Recently, on a very chilly winter morning, I was walking through the Cornwall Park. Filled with Western Red Cedar, Hemlock and Douglas Fir trees, Cornwall is a gorgeous walking place any time of year. Well, on the far side of the park, it started to rain, and rain and rain and rain (yes, this is Bellingham), and then it started to sleet – frozen, icy rain, falling like daggers on my hair. (I did not yet mention that I didn’t have a hat on – just a fleece headband – it wasn’t raining when I left home…). Anyway, my hair and head were getting drenched, pelted.
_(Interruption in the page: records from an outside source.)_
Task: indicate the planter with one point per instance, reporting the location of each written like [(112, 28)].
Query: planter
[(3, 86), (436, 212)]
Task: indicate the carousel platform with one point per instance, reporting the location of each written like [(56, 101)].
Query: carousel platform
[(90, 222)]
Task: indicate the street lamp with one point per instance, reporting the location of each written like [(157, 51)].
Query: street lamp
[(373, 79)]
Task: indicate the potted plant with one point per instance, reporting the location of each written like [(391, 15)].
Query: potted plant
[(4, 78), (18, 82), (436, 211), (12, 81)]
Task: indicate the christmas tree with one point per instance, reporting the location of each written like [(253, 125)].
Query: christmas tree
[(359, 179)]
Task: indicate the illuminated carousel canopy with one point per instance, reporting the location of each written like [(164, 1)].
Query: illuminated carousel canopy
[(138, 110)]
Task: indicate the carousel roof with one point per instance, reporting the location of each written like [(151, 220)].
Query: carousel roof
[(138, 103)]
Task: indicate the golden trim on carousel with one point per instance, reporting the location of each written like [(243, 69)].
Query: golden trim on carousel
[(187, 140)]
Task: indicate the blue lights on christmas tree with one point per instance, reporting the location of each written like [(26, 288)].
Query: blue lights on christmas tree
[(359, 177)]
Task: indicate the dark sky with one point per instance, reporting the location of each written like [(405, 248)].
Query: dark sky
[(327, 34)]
I tried to cover up my head with my glove, with two goves, and the rain slid off my gloves and into my face and eyes.
I stopped for a respite under a large cedar. It’s branches held the rain awhile so I could rest, catch my breath. It was one of those moments that I was absolutely sheltered. I looked down, and the ground beneath my feet was dry, yet just outside the reaches of the tree branches, it was pouring and sleeting. But here, a gorgeous 200 year old cedar held the space for me, to rest, to catch my breath, to wait for the storm to pass.
It reminded me of our Mending Babyloss Support Group, which I hope will always be the cedar tree, holding space during the storm, for travelers on a grief journey to stop, rest, seek out, catch their breath.